In August 2017, Spotlight Innovation entered into a sponsored research agreement with Indiana University in support of research conducted by Dr. Elliot Androphy intended to develop drugs for the treatment of spinal muscular atrophy.

==Subsidiaries==
Spotlight Innovation seeks out partnerships and acquisition possibilities with companies developing medical technologies in fields like pharmaceuticals, devices and equipment, and diagnostic products. Currently, Spotlight Innovation has two subsidiary companies: Celtic Biotech Iowa, Inc. and Caretta Therapeutics, LLC.. Celtic Biotech Ltd is no longer associated with Spotlight Innovation or its subsidiary, Celtic Biotech Iowa.

===Celtic Biotech Iowa, Inc.===
Celtic Biotech Iowa's subsidiary, Celtic Biotech LTD, was founded in Dublin, Ireland in 2003 by brothers John Reid and Dr. Paul Reid (the latter of whom serves as the president of Celtic Biotech). Celtic Biotech made headlines in 2011 when they announced a clinical trial to test the effectiveness of Crotoxin, a protein found in South American rattlesnake venom, that could cause cell death in malignant cancer cells. Crotoxin was tested on patients in the George Pompidou University Hospital in Paris.

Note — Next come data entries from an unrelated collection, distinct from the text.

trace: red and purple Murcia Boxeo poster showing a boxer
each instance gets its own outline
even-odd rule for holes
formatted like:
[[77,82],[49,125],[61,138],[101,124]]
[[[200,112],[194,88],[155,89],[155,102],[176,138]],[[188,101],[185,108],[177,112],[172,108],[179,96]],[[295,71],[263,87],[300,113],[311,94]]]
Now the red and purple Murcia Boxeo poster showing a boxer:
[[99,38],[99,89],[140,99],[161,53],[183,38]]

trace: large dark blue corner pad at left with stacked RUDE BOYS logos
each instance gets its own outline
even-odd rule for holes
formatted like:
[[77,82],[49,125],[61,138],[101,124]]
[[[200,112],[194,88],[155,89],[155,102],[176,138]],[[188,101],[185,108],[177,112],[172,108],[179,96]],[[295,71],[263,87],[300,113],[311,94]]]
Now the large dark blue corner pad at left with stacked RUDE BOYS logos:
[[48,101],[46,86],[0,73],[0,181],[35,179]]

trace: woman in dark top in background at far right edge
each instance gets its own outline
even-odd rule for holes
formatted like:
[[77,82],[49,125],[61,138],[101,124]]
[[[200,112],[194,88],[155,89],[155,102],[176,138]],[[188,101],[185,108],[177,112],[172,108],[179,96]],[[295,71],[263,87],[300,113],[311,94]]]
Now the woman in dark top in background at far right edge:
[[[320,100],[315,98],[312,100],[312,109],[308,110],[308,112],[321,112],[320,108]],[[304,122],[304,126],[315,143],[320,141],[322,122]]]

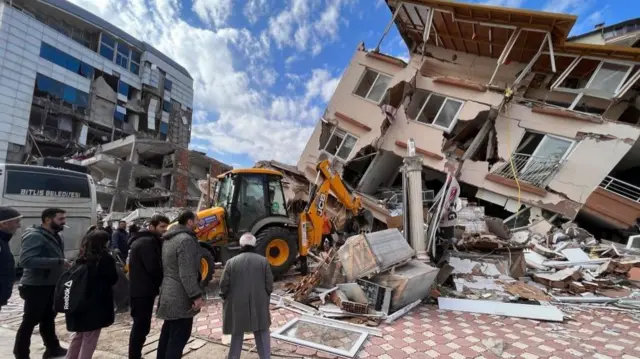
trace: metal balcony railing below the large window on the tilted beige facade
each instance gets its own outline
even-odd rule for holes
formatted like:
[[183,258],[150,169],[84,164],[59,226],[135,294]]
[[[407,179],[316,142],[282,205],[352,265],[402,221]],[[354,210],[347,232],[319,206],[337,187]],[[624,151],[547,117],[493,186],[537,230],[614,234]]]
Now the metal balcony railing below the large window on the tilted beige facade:
[[[562,165],[562,160],[549,157],[535,157],[522,153],[511,155],[513,170],[509,161],[498,167],[492,173],[504,178],[526,182],[539,188],[544,188],[551,177],[556,174]],[[514,170],[516,176],[514,176]]]

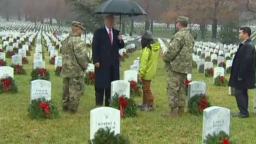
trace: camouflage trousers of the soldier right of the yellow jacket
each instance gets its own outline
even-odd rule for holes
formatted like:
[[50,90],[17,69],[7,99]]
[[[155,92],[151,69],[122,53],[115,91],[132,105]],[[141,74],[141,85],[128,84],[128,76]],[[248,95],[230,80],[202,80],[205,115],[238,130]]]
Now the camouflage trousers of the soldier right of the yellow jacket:
[[171,108],[185,106],[186,88],[185,80],[187,74],[176,71],[168,71],[167,96]]

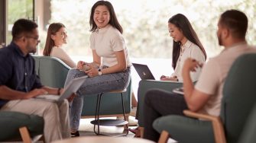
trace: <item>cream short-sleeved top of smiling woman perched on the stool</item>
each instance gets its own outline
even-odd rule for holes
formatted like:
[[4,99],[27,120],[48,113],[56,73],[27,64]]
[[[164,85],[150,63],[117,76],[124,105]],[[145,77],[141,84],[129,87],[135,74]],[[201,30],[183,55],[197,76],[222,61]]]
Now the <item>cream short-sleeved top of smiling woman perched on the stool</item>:
[[90,47],[96,50],[98,56],[102,57],[102,65],[109,67],[118,63],[115,52],[125,50],[127,66],[131,66],[122,33],[110,24],[91,34]]

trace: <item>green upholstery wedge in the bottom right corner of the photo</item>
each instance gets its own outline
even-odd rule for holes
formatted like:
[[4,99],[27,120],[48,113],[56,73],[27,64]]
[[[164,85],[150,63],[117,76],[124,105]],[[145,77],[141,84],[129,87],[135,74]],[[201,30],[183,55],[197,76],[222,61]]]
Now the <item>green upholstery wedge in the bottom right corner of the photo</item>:
[[238,140],[238,143],[252,143],[256,142],[256,104],[254,105],[254,109],[251,111],[250,116],[248,116],[248,120],[246,122],[245,128],[241,133],[241,137]]

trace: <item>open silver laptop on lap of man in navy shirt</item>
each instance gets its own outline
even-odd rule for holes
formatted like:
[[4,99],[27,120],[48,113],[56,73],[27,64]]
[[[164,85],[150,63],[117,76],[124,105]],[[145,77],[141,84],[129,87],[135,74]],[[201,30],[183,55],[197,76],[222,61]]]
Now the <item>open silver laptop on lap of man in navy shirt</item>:
[[51,100],[55,102],[60,102],[72,95],[73,93],[76,93],[76,91],[79,89],[79,87],[83,84],[83,82],[88,78],[88,76],[83,76],[81,78],[73,78],[70,83],[64,88],[64,91],[60,96],[58,95],[39,95],[35,97],[36,99],[44,99],[44,100]]

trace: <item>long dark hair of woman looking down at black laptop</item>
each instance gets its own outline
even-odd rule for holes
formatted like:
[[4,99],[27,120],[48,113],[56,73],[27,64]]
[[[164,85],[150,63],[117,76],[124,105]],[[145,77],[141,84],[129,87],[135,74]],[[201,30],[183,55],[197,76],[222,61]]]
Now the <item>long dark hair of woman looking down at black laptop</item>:
[[[192,43],[199,46],[199,48],[203,52],[203,55],[205,56],[205,59],[207,58],[206,50],[203,48],[203,45],[200,42],[199,38],[197,37],[195,30],[193,30],[193,27],[191,26],[190,21],[185,17],[185,15],[176,14],[173,17],[170,17],[168,23],[173,24],[177,28],[182,30],[184,37],[186,37],[187,40],[190,40]],[[179,56],[180,56],[180,48],[181,48],[180,41],[175,42],[173,40],[173,63],[172,63],[172,66],[174,69],[176,68],[177,60],[179,59]]]

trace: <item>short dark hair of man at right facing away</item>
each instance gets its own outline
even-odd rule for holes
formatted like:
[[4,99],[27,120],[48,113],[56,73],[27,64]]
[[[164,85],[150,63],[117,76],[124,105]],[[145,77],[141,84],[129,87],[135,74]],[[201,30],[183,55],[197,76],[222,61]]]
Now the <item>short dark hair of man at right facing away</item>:
[[246,15],[238,10],[225,11],[220,17],[220,24],[231,31],[235,38],[245,38],[248,28],[248,18]]

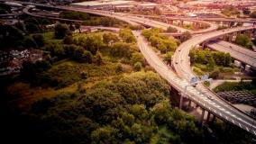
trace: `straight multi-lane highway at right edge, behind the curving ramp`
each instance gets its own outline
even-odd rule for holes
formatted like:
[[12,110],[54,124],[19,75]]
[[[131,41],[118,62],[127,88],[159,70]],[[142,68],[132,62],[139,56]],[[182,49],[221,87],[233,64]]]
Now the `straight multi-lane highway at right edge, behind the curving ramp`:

In 2014, Celtic Biotech LTD entered into a share exchange agreement with Spotlight Innovation's wholly owned subsidiary, Celtic Biotech Iowa, Inc. Celtic Biotech LTD also became a subsidiary of Celtic Biotech Iowa. Since then, Celtic Biotech Iowa has produced the commercial product, EPISORB, a topical gel formulated to deliver drugs transdermally. The company also licensed a cardiotoxin therapy for acute and chronic nephropathy in 2015. In January, 2015, Celtic Biotech Iowa was granted a patent by the U.S. Patent and Trademark Office entitled Crotoxin Administration for Cancer Treatment and Pain Relief. In July 2015, the company entered into a research agreement with Atlanta-based Emory University to study the viability of the cell-penetrating peptide Crotamine—a protein found in the venom of the South American rattlesnake, crotalus durissus terrificus—as a radiopharmaceutical for imaging lung cancer tumors with Positron Emission Tomography (PET). In Sept. 2018 the Directors of Celtic Biotech Ltd rescinded its share exchange agreement with Spotlight Innovation for just cause. Celtic Biotech Iowa, Inc. was later listed as inactive by the Iowa Secretary of State in September 2022.

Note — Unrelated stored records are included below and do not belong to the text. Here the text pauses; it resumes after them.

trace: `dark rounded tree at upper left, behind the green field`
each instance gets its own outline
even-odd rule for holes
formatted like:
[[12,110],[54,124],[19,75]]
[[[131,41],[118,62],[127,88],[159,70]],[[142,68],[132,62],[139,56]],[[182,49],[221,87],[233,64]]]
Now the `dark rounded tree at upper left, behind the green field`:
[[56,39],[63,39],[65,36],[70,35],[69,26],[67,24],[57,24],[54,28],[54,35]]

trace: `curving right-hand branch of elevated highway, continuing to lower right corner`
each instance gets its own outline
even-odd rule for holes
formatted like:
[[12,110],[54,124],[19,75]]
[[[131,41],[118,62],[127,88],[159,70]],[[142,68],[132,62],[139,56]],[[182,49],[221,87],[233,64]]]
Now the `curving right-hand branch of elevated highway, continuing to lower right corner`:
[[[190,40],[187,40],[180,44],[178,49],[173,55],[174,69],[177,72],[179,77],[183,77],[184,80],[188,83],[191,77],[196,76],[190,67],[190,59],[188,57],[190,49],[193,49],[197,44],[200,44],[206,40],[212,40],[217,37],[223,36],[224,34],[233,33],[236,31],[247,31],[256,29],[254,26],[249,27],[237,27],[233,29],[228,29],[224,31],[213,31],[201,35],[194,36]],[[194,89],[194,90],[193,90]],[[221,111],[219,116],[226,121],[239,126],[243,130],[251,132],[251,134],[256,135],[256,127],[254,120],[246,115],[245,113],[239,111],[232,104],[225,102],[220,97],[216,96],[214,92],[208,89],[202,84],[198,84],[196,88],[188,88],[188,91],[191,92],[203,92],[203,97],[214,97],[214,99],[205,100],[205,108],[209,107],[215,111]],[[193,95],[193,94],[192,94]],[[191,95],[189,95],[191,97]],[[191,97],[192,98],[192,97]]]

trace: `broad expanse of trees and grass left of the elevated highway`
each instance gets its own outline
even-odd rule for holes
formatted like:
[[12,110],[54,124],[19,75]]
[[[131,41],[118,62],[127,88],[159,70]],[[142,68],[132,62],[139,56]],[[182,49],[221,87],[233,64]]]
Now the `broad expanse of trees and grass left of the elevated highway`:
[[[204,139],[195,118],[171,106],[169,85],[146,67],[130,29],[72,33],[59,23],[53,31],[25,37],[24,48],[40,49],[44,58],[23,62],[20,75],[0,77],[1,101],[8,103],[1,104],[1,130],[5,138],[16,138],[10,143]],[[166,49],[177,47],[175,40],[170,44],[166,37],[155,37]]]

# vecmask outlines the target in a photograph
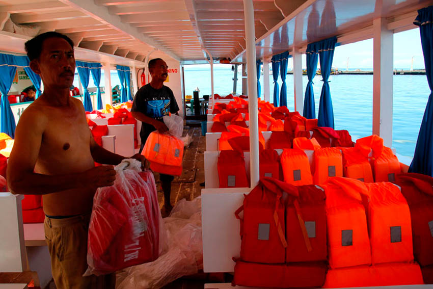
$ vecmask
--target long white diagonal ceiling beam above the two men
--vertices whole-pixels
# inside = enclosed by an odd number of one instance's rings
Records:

===Caretta Therapeutics, LLC===
Spotlight Innovation's subsidiary Caretta Therapeutics was founded in 2016. The subsidiary entered into a licensing agreement with Dr. Paul Reid for rights to develop and commercialize analgesic products for the treatment of chronic pain utilizing active ingredient cobra venom. In August 2017, Caretta Therapeutics began the manufacture of its first product, Venodol roll-on, under the licensing agreement but sales were not undertaken.